RDD - Resilient Distributed Dataset.
Spark is build around the concept of an RDD.
Resilient Distributed Dataset (RDD) is an immutable collection of objects (or records) that can be operated on in parallel.
Resilient - data can be recreated on the fly in the event of a machine failure. Can be recreated from parent RDDs – and RDD keeps its lineage information.
Distributed because - operations can happen in parallel on multiple machines working on blocks of data allowing Spark to scale very easily as data and machine network size grows.
Dataset - A set of data that can be accessed.
Each RDD is composed of one, or more, partitions. The user can control the number of partitions, by increasing partitions, the user increase the parallelism.

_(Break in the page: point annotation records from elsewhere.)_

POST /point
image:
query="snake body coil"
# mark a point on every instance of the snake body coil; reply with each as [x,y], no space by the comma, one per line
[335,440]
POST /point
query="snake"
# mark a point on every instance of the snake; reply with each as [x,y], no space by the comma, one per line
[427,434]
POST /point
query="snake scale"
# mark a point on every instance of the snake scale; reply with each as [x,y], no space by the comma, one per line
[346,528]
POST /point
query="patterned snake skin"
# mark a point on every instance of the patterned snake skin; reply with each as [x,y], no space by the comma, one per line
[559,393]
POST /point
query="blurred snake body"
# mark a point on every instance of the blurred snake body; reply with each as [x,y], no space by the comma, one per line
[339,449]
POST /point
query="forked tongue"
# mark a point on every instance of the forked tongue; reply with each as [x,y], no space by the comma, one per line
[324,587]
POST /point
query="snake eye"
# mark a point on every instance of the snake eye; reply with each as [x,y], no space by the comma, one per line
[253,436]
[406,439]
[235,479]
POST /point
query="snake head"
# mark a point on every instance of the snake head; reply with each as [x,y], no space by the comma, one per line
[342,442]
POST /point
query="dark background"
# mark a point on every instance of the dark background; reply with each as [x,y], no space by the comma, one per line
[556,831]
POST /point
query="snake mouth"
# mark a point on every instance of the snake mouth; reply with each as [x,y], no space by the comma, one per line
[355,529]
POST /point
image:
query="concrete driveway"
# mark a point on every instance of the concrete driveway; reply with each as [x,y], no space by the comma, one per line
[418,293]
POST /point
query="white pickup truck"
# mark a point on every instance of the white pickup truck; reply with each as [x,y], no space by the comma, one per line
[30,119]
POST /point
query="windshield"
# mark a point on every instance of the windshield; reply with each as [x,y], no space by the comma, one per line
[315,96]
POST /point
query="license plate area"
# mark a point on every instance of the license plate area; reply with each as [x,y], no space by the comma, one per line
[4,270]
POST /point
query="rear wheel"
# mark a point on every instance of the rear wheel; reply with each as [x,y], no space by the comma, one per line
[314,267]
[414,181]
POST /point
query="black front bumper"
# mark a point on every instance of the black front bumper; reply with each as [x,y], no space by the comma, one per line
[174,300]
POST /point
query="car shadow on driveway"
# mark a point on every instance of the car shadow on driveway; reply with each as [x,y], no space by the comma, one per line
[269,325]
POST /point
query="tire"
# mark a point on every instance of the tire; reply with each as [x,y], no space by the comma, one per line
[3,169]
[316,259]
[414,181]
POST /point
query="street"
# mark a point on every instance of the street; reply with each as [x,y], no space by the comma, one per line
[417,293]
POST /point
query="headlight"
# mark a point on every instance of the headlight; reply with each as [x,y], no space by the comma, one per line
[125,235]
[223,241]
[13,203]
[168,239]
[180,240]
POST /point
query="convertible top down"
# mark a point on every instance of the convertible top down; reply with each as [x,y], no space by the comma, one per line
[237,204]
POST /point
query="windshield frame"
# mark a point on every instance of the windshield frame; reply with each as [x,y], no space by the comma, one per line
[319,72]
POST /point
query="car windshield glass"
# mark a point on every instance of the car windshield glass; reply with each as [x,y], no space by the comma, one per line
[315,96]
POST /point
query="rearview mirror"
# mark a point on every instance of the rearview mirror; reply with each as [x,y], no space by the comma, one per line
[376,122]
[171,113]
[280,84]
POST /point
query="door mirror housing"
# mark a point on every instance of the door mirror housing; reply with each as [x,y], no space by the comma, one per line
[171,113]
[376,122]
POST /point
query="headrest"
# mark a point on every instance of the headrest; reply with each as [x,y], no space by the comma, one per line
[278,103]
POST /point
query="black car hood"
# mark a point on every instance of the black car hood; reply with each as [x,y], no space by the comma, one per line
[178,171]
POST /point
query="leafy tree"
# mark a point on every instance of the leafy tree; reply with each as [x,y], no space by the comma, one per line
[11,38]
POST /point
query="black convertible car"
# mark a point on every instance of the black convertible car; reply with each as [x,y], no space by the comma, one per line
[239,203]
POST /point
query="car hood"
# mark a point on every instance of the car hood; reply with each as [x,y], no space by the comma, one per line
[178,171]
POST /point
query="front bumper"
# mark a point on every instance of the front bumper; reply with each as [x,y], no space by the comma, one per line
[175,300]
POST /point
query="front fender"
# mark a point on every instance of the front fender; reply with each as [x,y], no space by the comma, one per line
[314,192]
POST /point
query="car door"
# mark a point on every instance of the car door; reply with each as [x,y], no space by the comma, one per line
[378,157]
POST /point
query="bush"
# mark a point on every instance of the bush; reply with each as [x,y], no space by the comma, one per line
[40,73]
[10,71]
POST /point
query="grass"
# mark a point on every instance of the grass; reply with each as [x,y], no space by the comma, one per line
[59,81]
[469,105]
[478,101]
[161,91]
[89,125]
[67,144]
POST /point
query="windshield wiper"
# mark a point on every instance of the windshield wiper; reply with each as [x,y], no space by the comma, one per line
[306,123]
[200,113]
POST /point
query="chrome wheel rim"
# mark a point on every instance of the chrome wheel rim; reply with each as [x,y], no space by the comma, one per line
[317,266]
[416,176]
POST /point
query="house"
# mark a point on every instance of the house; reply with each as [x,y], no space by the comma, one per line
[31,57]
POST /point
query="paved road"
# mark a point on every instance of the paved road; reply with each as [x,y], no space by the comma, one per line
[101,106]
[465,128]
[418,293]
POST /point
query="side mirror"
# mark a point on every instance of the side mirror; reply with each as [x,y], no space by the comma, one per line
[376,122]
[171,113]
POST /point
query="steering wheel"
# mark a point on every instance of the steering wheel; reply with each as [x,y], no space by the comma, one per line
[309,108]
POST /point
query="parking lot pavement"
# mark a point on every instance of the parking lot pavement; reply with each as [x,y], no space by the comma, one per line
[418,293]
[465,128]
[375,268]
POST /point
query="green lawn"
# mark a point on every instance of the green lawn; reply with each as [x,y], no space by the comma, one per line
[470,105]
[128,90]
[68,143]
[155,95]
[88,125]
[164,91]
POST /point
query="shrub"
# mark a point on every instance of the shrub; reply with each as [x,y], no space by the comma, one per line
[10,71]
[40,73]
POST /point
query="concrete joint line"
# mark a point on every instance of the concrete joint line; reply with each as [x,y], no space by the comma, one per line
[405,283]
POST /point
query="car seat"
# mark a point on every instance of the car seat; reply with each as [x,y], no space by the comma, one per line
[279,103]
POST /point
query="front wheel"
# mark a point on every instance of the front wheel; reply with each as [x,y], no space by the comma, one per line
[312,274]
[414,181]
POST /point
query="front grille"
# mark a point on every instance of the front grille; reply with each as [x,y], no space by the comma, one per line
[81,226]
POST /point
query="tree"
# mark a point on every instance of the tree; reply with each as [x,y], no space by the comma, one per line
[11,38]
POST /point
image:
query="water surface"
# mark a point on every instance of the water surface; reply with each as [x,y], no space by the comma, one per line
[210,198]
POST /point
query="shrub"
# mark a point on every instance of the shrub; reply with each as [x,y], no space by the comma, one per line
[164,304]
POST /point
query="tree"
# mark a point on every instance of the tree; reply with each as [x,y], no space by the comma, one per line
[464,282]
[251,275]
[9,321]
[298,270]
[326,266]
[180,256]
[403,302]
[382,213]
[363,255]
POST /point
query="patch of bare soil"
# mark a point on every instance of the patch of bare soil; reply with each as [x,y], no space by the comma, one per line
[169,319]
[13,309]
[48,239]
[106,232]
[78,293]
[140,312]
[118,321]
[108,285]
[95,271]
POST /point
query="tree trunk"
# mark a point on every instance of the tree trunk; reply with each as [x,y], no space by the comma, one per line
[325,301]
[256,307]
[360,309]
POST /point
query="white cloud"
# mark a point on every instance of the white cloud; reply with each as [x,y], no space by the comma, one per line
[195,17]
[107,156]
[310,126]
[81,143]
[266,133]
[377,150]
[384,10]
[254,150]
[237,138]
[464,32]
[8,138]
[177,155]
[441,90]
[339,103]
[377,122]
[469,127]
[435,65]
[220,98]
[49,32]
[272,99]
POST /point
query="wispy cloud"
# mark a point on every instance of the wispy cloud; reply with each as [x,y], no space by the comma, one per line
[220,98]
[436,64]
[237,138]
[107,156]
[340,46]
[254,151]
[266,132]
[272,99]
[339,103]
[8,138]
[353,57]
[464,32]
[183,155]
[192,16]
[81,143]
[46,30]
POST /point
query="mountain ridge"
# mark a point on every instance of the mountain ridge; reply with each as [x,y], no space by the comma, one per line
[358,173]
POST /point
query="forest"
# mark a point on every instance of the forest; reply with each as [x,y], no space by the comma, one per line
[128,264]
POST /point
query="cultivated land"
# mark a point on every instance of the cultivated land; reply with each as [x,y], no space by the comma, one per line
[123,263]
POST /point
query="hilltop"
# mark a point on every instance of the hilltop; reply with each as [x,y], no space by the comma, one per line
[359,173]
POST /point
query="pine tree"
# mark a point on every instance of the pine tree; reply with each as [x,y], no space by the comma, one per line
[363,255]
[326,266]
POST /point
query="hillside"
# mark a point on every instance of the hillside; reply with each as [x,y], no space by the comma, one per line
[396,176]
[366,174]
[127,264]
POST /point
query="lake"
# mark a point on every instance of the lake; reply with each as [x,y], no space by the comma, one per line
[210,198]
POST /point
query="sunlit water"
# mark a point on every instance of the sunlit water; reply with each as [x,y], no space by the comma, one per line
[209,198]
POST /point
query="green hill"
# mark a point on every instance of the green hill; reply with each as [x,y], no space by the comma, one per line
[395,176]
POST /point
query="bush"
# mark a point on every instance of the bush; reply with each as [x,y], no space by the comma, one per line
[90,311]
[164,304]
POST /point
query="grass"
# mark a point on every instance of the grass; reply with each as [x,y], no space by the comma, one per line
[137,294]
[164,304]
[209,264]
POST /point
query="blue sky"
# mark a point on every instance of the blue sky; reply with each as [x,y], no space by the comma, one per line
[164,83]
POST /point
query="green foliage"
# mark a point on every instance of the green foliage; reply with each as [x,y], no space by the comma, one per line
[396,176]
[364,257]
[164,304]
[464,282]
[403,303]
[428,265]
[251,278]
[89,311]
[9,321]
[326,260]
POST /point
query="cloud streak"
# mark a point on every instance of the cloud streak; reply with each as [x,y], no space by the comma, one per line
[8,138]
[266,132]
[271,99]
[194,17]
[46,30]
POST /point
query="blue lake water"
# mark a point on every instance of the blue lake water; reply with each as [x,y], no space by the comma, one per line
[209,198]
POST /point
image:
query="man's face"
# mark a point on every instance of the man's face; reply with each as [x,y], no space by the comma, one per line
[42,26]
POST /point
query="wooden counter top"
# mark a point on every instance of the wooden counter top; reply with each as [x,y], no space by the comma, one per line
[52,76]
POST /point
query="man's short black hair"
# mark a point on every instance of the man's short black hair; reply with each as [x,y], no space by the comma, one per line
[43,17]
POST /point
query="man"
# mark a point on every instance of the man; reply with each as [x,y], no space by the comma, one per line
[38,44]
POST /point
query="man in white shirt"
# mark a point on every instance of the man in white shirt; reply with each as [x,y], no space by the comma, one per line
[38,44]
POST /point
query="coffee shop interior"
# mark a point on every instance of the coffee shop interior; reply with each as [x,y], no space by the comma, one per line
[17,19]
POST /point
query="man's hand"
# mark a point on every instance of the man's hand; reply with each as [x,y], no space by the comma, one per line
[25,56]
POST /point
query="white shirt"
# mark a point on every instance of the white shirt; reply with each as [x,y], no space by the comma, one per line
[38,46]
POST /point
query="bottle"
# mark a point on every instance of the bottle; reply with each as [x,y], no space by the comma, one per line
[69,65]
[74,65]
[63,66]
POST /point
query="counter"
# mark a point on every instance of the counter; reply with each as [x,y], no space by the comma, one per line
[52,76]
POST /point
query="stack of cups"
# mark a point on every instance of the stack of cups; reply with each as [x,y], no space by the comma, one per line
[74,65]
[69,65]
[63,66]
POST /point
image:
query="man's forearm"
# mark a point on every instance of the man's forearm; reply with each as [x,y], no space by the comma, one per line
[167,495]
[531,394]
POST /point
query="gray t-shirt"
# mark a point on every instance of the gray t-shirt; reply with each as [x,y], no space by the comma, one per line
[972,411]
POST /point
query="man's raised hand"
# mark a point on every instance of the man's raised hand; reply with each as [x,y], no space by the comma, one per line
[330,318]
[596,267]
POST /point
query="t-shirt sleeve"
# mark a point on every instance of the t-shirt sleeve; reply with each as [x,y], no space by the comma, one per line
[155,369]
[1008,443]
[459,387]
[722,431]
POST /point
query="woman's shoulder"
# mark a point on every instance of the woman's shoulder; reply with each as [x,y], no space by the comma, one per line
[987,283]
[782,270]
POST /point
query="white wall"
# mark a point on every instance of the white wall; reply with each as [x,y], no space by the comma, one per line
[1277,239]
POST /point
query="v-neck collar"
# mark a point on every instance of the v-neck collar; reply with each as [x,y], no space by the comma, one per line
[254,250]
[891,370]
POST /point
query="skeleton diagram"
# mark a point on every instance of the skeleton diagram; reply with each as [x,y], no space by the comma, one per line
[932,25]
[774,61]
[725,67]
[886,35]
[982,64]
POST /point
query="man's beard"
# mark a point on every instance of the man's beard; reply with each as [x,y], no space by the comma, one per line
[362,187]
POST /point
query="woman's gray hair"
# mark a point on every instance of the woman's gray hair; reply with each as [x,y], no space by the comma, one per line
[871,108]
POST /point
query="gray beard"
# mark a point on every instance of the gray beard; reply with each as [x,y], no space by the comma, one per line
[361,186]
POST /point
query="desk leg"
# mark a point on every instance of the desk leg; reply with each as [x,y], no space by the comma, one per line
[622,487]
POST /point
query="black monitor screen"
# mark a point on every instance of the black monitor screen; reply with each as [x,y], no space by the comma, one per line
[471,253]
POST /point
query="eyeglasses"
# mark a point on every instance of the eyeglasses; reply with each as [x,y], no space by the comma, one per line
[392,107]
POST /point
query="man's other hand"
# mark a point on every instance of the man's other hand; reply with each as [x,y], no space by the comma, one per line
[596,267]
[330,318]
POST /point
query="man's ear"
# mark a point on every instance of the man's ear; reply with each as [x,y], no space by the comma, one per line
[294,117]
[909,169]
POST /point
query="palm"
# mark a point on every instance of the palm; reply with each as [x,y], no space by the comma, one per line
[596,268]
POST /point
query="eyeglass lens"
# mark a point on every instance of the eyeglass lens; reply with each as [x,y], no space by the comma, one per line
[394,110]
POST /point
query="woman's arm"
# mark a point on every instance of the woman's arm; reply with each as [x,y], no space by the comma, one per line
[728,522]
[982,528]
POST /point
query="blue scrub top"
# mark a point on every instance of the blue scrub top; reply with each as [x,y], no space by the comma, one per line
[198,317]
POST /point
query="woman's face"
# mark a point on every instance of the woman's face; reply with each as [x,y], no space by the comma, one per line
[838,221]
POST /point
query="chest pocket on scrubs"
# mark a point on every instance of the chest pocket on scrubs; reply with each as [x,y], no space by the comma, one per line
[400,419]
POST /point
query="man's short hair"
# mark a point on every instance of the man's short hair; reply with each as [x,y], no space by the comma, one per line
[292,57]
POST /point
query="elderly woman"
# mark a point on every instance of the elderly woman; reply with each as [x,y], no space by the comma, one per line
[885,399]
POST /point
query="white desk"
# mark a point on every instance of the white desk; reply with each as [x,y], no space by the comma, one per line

RDD’s are not persistent objects by default. They are a set of instructions on how to transform data. The only time an RDD ever physically exists is when the data is cached into memory.
For HDFS files, the RDD partitions will be aligned with the file’s blocks thus leveraging the same kind of parallelism that Hadoop is famous for.
Reference: https://www2.eecs.berkeley.edu/Pubs/TechRpts/2011/EECS-2011-82.pdf
Working with RDD
RDDs have the following two types of operations:
- Transformations - The RDD is transformed into a new RDD.
- Actions - An action is performed on the RDD and the result is returned to the application or saved somewhere.
Spark rdd functions are transformations and actions both. Transformation is function that changes rdd data and Action is a function that doesn't change the data but gives an output.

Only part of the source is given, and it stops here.